Doch die Befürchtung erwies sich als unbegründet. Nach der Entrichtung von 26 Euro (was heutzutage irrsinnigerweise für einen Konzertbesuch fast ein humaner Preis ist) erblickte ich das buntgemischteste Publikum, das man sich vorstellen kann.
Männer in Anzügen samt Frauen in halbwegs eleganter Abendkleidung, bärtige Metaller mit BEHEMOTH- T- Shirts, christlich aussehende junge Männer samt Kinnvotze und Flip- Flops und einzelne Komplettnormalbürger und Schnauzbartträger. Man hätte beliebige Straßenbahnpassagiere direkt aus der S5 durchs Tollhaus schleusen können und es hätte nicht anders ausgesehen; sogar das ein oder andere bekannte Gesicht erblickte ich, unter anderem überraschenderweise einen gesetzten GG- Allin- Fan aus meinem weiteren Dunstkreis, der auf den wunderschönen Spitznamen "Evil" hört (und den ich seit Jahr und Tag nur unter diesem kenne... ich glaube, ich habe nie erlebt, daß jemand seinen Echtnamen ausspricht).

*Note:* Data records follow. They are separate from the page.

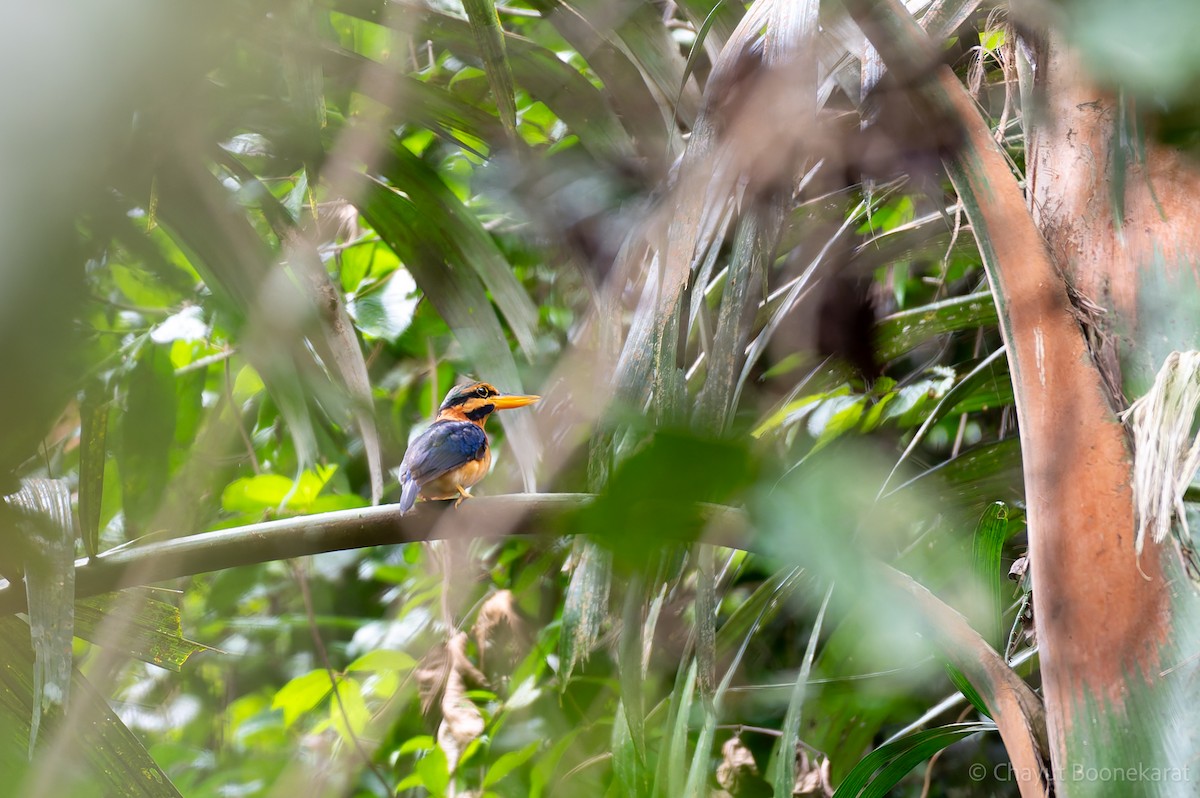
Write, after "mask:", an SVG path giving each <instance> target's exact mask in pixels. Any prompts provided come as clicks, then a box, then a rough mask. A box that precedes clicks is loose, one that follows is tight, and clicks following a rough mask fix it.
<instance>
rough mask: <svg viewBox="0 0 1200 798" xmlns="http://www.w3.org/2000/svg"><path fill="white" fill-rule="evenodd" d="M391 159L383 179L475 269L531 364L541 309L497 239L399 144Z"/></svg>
mask: <svg viewBox="0 0 1200 798" xmlns="http://www.w3.org/2000/svg"><path fill="white" fill-rule="evenodd" d="M391 156H392V158H394V161H392V163H390V164H389V166H388V167H386V168H385V169H384V176H386V178H388V180H389V181H390V182H391V184H392V185H394V186H396V187H397V188H400V190H402V191H403V192H404V193H406V194H407V196H408V198H409V200H410V202H412V203H413V204H414V205H415V206H416V208H418V210H419V211H420V212H421V214H422V215H424V216H425V220H426V224H427V226H434V224H437V226H438V228H439V233H440V241H442V242H444V244H446V245H448V247H449V253H450V254H451V256H452V257H455V258H457V259H458V262H460V263H462V264H464V265H468V266H470V268H472V269H474V271H475V272H476V274H478V275H479V277H480V280H482V281H484V286H485V287H486V288H487V290H488V292H490V293H491V295H492V300H494V302H496V306H497V307H498V308H499V310H500V313H503V314H504V319H505V320H506V322H508V323H509V329H511V330H512V335H514V336H515V337H516V340H517V343H518V344H520V346H521V349H522V350H523V352H524V353H526V355H527V356H530V358H532V356H533V354H534V352H535V350H536V346H538V340H536V338H538V336H536V330H538V308H536V306H535V305H534V304H533V300H530V299H529V294H528V292H526V289H524V287H522V286H521V283H520V282H518V281H517V278H516V277H515V276H514V274H512V268H511V266H510V265H509V263H508V260H505V259H504V254H503V253H502V252H500V251H499V247H497V246H496V242H494V241H493V240H492V236H491V235H488V234H487V230H485V229H484V226H482V224H481V223H480V222H479V218H478V217H476V216H475V215H474V214H473V212H470V210H468V209H467V208H466V206H464V205H463V204H462V203H461V202H460V200H458V198H457V197H456V196H455V194H454V192H452V191H450V188H449V187H448V186H446V185H445V182H443V180H442V178H440V175H438V174H437V173H436V172H434V170H433V169H431V168H430V167H428V164H426V163H425V162H424V161H421V160H420V158H418V157H416V156H415V155H413V154H412V152H410V151H409V150H408V148H406V146H404V145H403V144H402V143H401V142H400V140H398V139H394V142H392V148H391ZM446 320H449V319H446Z"/></svg>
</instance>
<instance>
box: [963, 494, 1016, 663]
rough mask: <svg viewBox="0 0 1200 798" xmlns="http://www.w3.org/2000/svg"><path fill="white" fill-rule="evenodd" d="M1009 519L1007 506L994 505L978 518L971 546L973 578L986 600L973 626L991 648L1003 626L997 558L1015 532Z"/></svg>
mask: <svg viewBox="0 0 1200 798" xmlns="http://www.w3.org/2000/svg"><path fill="white" fill-rule="evenodd" d="M1012 515H1013V514H1012V511H1010V510H1009V509H1008V505H1007V504H1004V503H1003V502H994V503H992V504H991V505H989V506H988V509H986V510H984V512H983V515H982V516H980V517H979V523H977V524H976V532H974V536H973V539H972V545H971V552H972V562H973V564H974V571H976V578H978V580H979V584H982V586H983V589H984V592H985V595H986V596H988V604H986V612H988V614H986V617H984V618H979V619H977V620H976V623H974V626H976V629H977V630H978V631H979V634H980V635H983V638H984V640H986V641H988V642H989V643H990V644H991V646H992V647H997V646H1000V643H1001V638H1000V636H1001V629H1002V626H1003V618H1002V613H1003V611H1004V607H1003V595H1004V594H1003V588H1004V582H1006V580H1004V578H1003V576H1002V575H1001V570H1002V569H1001V557H1002V554H1003V552H1004V544H1006V542H1007V541H1008V539H1009V538H1010V536H1013V534H1014V533H1015V532H1016V530H1018V528H1019V527H1018V524H1016V523H1010V521H1009V520H1010V518H1012Z"/></svg>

Der Grund für die Zusammensetzung des Publikums war wahrscheinlich nicht nur, daß Edwards seit Jahr und Tag großartige Musik macht, die eben viele Leute anspricht und einen oft den manchmal alttestamentarischen Wahnsinn vergessen läßt, den er textlich verbreitet, sondern auch seine trotz allem erstaunliche Weltoffenheit, durch die er auch auf Punk- und Metalfestivals spielt bzw. spielen kann, ohne von der Bühne gebuht zu werden.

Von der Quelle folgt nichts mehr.